Друзья делают черную работу — убеждают роптавших, но хотят есть, они все бедолаги и передач не получают. Он тоже был из таких, но признаться в этом нельзя, а ближний круг требует пищи каждый день. Подобные варяги — существа исключительного обоняния и легко сбегают от ярла на запах съестного за соседним столом, забыв о вечных клятвах.
Виктор понимает это и знает, что делать. Люди в отряде разные, но самые лучшие — новые люди. Они пряники, зона их пугает, они готовы с благодарностью звонить домой и шепотом просить жен и матерей перевести денег очень хорошему человеку на карточку, чтобы тут «все было нормально».
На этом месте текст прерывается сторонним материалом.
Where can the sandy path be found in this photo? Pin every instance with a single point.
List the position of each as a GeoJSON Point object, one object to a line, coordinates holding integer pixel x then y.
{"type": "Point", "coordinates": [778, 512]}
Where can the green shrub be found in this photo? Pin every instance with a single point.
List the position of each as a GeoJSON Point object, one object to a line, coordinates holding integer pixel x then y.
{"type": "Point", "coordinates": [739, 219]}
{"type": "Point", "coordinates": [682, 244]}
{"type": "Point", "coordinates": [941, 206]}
Говорящие «нет» тоже бывают, и живут они потом спокойно, какой смысл наказывать строптивца и создавать шум, если новые пряники идут потоком. Главное правило — не создавать шум и не привлекать внимания — Виктор усвоил накрепко.
Люди любят мифы о зонах, все знают, что там человека сначала жестоко убивают и, чтобы убили не насмерть, семья должна залезть в долги и отдать последнее неизвестно кому.
Виктор стал этим неизвестно кем, что дало ему бюджет с одной статьей расходов — передачи.
Он растолстел, стал вальяжен, уверился в исключительности. Мысль о том, что вся его подноготная и антология успеха в рабочем режиме, как тысячи других антологий марионеточных «активистов» по всей стране, наблюдается операми, ему не приходит. Не трогают его лишь потому, что он может собирать деньги и держать людей в страхе.
На него жалуются, бывает и такое, люди, заплатившие требуемое, часто становятся ненужными, про обещания, данные им, забывают, и они пытаются искать правду.
Иногда в зону приходит прокурор и вызывает Виктора.
Но жалобы от зэка в зоне редко что-то значат.
Важнее людям при погонах другое: Виктор эффективен как сборщик.
А ему важно, что он сыт. Раз уж блатная жизнь не сложилась.